The inspirational teacher is a stock character in literature and film, from Jane Eyre’s Miss Temple and Harry Potter’s Professor Dumbledore to John Keating in The Dead Poets Society. These instructors light a spark in the hearts and minds of their students, often while fighting a traditional, conservative school system. However, an inspirational teacher has great power over their students, and such power can be dangerous. This is the case of Miss Jean Brodie, a teacher of both great inspiration and sinister influence.
Muriel Spark’s The Prime of Miss Jean Brodie tells the story of the titular character, an unconventional teacher at a conventional girls’ school in Edinburgh, Scotland in the 1930’s, in her self-proclaimed “prime.” She gathers a group of students around her, known as the “Brodie Set,” and not only opens their minds to experiences outside the traditional curriculum, but involves them in her personal affairs, as well. Miss Jean Brodie is an exquisitely complex character: she is a teacher who wants to enlighten her students but is also deeply narcissistic, self-centered, and self-righteous, frequently admonishing her students that “if only you small girls would listen to me I would make of you the crème de la crème.” The “set” becomes a reflection of her own ego, and she wields them as pawns in her love affairs and ultimately encourages one of them down a deadly path.
Written in 1961, this “modern” classic combines the best of contemporary story-telling techniques with throwbacks to 19th century style. The prose is traditional and lucid, without the verbosity of many earlier classics or the lyrical mumbo-jumbo of some contemporary books. On the first page, in a clear and satisfying style that characterizes the book, Spark tells the reader, “The girls could not take off their Panama hats because this was not far from the school gates and hatlessness was an offence.”
The sharp, brisk dialogue is reminiscent of Jane Austen, as it wittily exposes the absurdities of the characters. Readers know Miss Brodie through her words; they hear her voice and understand her character instantly. Take, for example, this exchange between Miss Brodie and one of her “small girls”:
“I must tell you about the Italian paintings I saw. Who is the greatest Italian painter?”
“Leonardo da Vinci, Miss Brodie.”
“That is incorrect. The answer is Giotto, he is my favourite.”
“Attend to me, girls. One’s prime is the moment one was born for. Now that my prime has begun – Sandy, your attention is wandering. What have I been talking about?”
“Your prime, Miss Brodie.”
Such dialogue is delicious, and perfectly conveys Miss Brodie’s essence. It is vibrant and fresh, yet reminiscent of a comedy of manners.

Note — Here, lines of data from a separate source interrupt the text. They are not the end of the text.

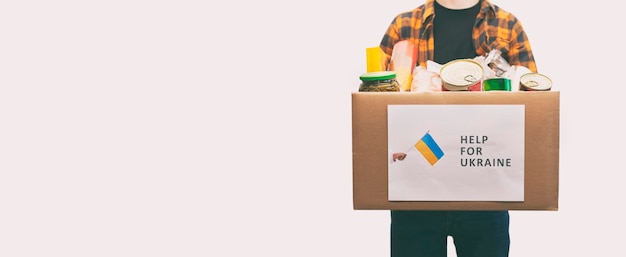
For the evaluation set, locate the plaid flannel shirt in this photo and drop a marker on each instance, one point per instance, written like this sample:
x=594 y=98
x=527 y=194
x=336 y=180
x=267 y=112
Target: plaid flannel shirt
x=494 y=28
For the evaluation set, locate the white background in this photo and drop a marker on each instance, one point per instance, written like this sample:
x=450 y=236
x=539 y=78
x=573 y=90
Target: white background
x=202 y=128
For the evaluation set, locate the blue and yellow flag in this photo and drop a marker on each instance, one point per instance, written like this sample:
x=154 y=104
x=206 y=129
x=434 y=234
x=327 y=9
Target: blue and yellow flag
x=429 y=149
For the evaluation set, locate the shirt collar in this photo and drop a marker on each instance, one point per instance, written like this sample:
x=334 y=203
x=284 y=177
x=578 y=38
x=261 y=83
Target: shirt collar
x=487 y=9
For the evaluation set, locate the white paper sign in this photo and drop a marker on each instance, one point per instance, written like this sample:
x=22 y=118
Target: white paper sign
x=456 y=152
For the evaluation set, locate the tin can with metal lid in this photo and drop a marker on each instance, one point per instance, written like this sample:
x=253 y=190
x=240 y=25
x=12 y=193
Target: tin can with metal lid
x=462 y=75
x=535 y=82
x=379 y=81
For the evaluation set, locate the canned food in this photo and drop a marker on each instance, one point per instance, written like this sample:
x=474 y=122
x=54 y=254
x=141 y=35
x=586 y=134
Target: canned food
x=379 y=81
x=535 y=82
x=497 y=84
x=462 y=75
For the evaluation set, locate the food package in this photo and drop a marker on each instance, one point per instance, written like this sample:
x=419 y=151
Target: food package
x=403 y=61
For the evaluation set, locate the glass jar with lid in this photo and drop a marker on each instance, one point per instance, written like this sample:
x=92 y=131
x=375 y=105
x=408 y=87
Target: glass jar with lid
x=379 y=81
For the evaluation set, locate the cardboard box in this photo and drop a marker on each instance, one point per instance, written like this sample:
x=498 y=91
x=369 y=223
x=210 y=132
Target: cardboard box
x=370 y=153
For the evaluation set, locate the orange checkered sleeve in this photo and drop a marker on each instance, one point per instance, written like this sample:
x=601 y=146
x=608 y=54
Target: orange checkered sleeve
x=495 y=29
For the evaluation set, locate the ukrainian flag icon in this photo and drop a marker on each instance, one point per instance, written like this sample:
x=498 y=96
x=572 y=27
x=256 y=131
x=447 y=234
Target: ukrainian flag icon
x=429 y=149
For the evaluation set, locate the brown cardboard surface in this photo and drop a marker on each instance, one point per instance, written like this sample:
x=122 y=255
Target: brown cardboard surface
x=369 y=148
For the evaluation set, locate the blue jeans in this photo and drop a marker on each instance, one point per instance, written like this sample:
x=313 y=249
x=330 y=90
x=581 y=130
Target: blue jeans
x=425 y=233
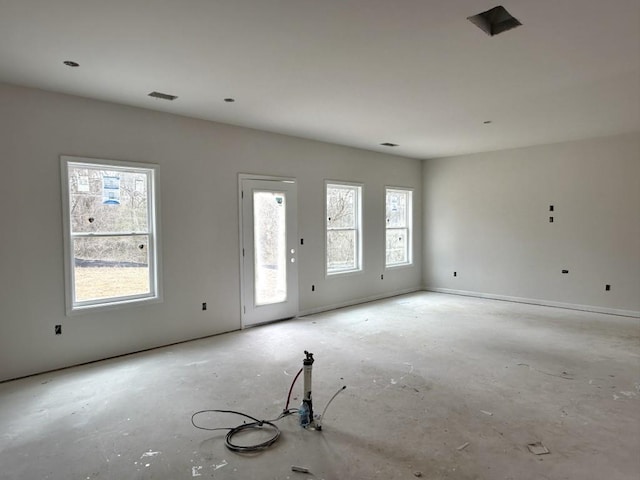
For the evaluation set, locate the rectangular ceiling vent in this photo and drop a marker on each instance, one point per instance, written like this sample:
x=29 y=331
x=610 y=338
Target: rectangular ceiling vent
x=163 y=96
x=495 y=21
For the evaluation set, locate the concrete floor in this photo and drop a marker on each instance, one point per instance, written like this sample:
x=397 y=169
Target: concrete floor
x=426 y=374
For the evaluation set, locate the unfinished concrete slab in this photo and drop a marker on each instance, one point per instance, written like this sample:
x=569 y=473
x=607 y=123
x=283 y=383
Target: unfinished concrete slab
x=438 y=386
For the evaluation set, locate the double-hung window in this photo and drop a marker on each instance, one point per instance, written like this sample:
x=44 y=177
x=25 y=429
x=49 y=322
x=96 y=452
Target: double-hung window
x=398 y=226
x=110 y=214
x=344 y=232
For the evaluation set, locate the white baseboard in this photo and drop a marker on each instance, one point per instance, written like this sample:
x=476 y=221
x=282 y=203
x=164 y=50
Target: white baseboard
x=533 y=301
x=358 y=301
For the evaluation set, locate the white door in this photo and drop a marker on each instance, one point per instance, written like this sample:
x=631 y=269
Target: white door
x=269 y=269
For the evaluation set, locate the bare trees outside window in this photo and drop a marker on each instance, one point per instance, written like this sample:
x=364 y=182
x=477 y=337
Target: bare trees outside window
x=344 y=236
x=398 y=226
x=110 y=231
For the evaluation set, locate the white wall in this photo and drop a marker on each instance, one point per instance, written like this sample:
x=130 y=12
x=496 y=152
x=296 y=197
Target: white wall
x=199 y=164
x=486 y=217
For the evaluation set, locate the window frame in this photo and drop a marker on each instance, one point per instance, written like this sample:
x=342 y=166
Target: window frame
x=153 y=232
x=409 y=226
x=359 y=189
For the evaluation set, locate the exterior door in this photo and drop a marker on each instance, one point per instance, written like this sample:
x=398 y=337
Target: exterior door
x=269 y=278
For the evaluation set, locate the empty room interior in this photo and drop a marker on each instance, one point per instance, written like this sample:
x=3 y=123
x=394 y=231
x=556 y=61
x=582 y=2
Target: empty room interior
x=349 y=239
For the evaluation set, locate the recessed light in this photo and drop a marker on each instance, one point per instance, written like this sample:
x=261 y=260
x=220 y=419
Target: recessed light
x=163 y=96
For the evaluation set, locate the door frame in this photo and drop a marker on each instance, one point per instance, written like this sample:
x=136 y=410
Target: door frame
x=268 y=178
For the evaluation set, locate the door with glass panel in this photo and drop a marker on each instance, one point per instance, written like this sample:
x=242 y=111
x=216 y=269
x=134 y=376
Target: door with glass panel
x=268 y=249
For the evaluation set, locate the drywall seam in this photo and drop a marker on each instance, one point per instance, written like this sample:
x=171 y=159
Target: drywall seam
x=533 y=301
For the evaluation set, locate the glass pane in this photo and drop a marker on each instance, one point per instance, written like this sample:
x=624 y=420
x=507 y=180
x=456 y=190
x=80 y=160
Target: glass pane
x=341 y=250
x=397 y=246
x=270 y=247
x=396 y=208
x=108 y=201
x=341 y=207
x=110 y=267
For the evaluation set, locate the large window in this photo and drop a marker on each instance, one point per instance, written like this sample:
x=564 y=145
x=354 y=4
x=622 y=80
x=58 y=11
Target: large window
x=398 y=223
x=111 y=232
x=344 y=236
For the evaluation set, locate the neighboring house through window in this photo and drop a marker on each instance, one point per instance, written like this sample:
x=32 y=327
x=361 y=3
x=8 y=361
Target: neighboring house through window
x=111 y=232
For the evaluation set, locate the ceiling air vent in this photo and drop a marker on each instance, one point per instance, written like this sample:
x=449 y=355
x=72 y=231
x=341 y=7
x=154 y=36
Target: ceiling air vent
x=163 y=96
x=495 y=21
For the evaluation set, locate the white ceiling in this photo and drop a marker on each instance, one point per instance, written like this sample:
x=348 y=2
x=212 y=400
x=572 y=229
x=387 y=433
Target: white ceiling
x=352 y=72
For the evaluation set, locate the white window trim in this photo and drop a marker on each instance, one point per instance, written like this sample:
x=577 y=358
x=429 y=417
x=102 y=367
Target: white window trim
x=359 y=245
x=155 y=260
x=409 y=261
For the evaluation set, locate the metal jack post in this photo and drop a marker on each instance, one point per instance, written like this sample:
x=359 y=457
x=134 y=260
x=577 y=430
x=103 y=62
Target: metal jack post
x=306 y=409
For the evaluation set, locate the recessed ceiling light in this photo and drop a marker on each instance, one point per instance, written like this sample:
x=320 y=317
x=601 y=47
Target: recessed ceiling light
x=495 y=21
x=163 y=96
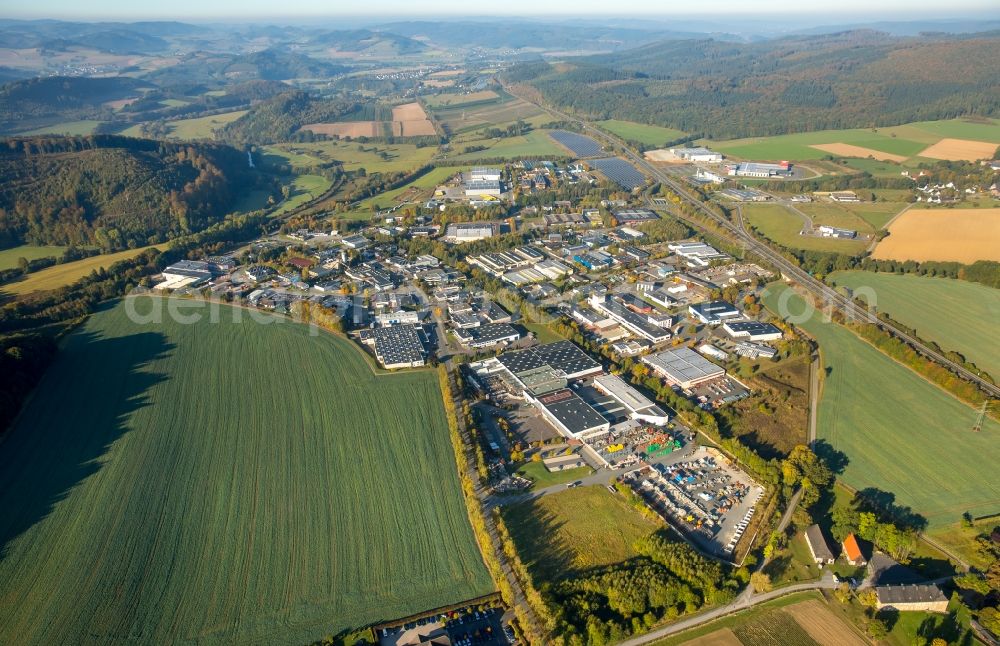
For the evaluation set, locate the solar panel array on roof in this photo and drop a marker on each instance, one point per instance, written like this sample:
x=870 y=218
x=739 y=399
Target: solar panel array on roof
x=563 y=356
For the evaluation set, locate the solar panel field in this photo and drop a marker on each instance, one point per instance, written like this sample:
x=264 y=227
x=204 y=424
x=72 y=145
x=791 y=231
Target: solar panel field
x=226 y=483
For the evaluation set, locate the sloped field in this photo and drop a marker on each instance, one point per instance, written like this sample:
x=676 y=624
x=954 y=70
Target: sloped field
x=225 y=483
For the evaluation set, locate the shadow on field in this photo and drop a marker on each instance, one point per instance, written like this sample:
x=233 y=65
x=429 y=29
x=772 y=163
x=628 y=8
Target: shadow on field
x=78 y=411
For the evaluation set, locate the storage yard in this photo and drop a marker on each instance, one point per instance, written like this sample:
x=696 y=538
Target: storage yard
x=710 y=501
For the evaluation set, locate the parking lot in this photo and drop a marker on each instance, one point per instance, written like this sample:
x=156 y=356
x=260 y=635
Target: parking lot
x=709 y=500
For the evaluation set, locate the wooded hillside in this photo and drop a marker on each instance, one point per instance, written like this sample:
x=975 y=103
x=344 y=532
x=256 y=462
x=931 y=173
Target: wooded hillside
x=114 y=191
x=795 y=84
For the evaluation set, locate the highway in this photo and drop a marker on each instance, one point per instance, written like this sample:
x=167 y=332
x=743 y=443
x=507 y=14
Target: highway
x=738 y=232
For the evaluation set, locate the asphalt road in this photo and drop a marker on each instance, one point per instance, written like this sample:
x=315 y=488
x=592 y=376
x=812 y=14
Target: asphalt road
x=789 y=270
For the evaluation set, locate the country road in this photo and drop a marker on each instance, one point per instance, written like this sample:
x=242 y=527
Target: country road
x=738 y=231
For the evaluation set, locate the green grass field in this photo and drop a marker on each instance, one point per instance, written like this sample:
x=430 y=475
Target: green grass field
x=9 y=257
x=399 y=157
x=84 y=127
x=61 y=275
x=304 y=188
x=907 y=140
x=782 y=226
x=963 y=317
x=900 y=433
x=569 y=532
x=537 y=473
x=226 y=483
x=646 y=134
x=535 y=144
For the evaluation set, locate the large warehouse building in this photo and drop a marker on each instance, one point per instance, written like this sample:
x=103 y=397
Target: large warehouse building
x=684 y=367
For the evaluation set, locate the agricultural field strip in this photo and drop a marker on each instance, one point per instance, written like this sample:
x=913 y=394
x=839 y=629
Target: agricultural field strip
x=920 y=448
x=293 y=485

Though rooted in classic prose and dialogue born of an earlier time, Sparks makes masterful use of experimental flash-forwards, seamlessly weaving the present action with haunting scenes of the future: “Mary McGregor, lumpy, with merely two eyes, a nose and a mouth like a snowman, who was later famous for being stupid and always to blame, and at the age of twenty-three lost her life in a hotel fire, ventured, ‘Golden.’” Spark uses this technique to reveal that Miss Brodie will be “betrayed” by one of her own set, but does not reveal the culprit until the last pages, creating one of the book’s main points of intrigue.
The concept of this book remains unique to this day, taking the stock character of the inspirational teacher and showing its darker potential for abuse of power. Miss Brodie is brilliant and magnetic yet dangerous as a cult-leader, surrounding herself with blind followers. As she says, “Give me a girl at an impressionable age, and she is mine for life.” Spark’s characterization of the girls, following them from ages 10 to 17, captures the innocent loyalty and obsession with their dramatic and poetic teacher that makes them so easily manipulated. The narration is from the girls’ perspective, particularly Sandy’s, and this allows the readers to see Miss Brodie from the girls’ awed point-of-view.
Rooted in classic prose, yet bursting with ingenious story-telling techniques and fascinating characters, this short book is compelling and engrossing. Any modern day reader will find it to be “the crème de la crème.”